Sustainable Plastics Developed By Using Sea-Weed Eating Microbes

Sustainable Plastics Developed By Using Sea-Weed Eating Microbes

Technology

Sustainable Plastics Developed By Using Sea-Weed Eating MicrobesBiodegradable plastics are being developed by researchers obtained from microorganisms that nourish on sea-weed. And more importantly, it generates zero toxic waste as well as can be reprocessed into organic waste. As per the UN, plastic reports for up to 90% of all the contaminants in our oceans, still there are few equivalents, environmentally friendly substitutes to the substance.

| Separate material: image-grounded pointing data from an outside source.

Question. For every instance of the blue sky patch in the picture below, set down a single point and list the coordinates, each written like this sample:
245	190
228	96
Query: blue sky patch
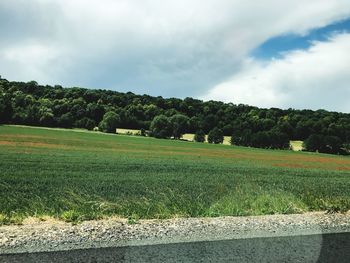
275	47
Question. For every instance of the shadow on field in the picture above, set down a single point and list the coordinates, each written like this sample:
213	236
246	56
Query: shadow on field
307	248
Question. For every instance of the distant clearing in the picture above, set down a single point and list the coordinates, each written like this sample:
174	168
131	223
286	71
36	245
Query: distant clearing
87	175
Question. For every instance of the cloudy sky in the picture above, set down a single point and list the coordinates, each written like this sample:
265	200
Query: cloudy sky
265	53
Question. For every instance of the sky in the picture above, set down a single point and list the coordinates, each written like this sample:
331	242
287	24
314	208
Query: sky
286	54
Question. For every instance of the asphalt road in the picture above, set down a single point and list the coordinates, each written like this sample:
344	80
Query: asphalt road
304	248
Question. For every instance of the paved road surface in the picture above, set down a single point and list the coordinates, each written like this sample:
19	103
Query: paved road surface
305	248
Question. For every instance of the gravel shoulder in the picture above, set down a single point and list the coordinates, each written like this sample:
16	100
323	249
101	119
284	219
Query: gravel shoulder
51	235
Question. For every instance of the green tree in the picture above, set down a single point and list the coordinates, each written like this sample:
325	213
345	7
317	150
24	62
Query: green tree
160	127
216	136
199	136
179	124
109	122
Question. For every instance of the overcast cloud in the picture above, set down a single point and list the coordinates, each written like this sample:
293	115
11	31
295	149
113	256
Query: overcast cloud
178	48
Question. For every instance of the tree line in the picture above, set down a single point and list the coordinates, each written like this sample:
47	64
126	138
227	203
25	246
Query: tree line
54	106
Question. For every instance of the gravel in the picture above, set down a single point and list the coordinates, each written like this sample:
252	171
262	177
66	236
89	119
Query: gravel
52	235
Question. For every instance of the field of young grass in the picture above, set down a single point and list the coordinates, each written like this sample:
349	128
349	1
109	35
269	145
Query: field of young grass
85	175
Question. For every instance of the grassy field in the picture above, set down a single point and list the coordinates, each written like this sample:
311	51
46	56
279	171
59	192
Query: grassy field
85	175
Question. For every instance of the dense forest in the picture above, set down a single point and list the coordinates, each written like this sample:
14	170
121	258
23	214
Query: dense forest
33	104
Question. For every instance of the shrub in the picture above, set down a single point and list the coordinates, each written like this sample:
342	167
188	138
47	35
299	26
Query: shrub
216	136
109	122
199	136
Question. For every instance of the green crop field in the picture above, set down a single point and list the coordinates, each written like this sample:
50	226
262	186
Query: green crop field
85	175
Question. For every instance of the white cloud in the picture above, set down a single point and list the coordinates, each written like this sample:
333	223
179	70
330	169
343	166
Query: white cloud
316	78
171	48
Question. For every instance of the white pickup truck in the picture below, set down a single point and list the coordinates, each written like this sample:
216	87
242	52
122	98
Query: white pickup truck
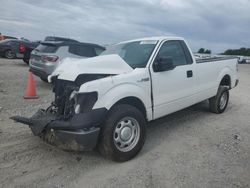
106	101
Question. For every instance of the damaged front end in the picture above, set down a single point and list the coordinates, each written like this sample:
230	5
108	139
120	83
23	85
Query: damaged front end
70	122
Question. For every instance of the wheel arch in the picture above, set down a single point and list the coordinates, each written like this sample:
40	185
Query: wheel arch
226	81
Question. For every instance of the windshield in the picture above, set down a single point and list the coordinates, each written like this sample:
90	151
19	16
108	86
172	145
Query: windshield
136	54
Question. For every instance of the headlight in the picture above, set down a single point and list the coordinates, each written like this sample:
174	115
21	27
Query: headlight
84	102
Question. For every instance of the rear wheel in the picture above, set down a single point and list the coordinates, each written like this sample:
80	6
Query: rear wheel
123	134
218	103
44	79
9	54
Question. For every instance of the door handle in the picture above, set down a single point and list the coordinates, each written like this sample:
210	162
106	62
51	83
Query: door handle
189	73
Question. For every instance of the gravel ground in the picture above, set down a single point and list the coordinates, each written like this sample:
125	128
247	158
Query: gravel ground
190	148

Alexander Golberg of the Tel Aviv University, Israel, said, “Plastics take so many years to decompose. Thus, packaging, bags, and bottles generate plastic ‘continents’ within the oceans, cause a threat to animals, and contaminate the environment. Also, plastic is created from petroleum products that have an industrial method that discharges chemical pollutants as a byproduct.”

He further said, “Our new method generates ‘plastic’ from the marine microorganisms that entirely reprocess into organic waste.” The scientists cultured microorganisms that nourish themselves on seaweed to create a bioplastic polymer known as PHA (polyhydroxyalkanoate).

Golberg said, “Our raw substance was multicellular seaweed, farmed in the sea, which was consumed by single-celled microorganisms that also breed in extremely salty water and generate a polymer which can be utilized to make bioplastic.”

He continued, “There are already units that generate this sort of bioplastic in marketable amounts, but they utilize plants that need fresh water and agricultural land. The technique we suggest will allow nations with a dearth of fresh water, like China, India, and Israel, to move to biodegradable plastics from petroleum-derived plastics.” Scientists could transform the efforts of the world to clean the oceans, without impacting arable terrain and without utilizing fresh water.

Likewise, recently a team of UC San Diego biologists was bestowed with a $2 Million grant by the US Department of Energy to study plastic polymers derived from algae that decompose easier than usual plastics. The reward is a segment of an $80 Million grant scheme from the DOE Bioenergy Technologies Office to sponsor a sum of 3 dozen bioenergy R&D projects.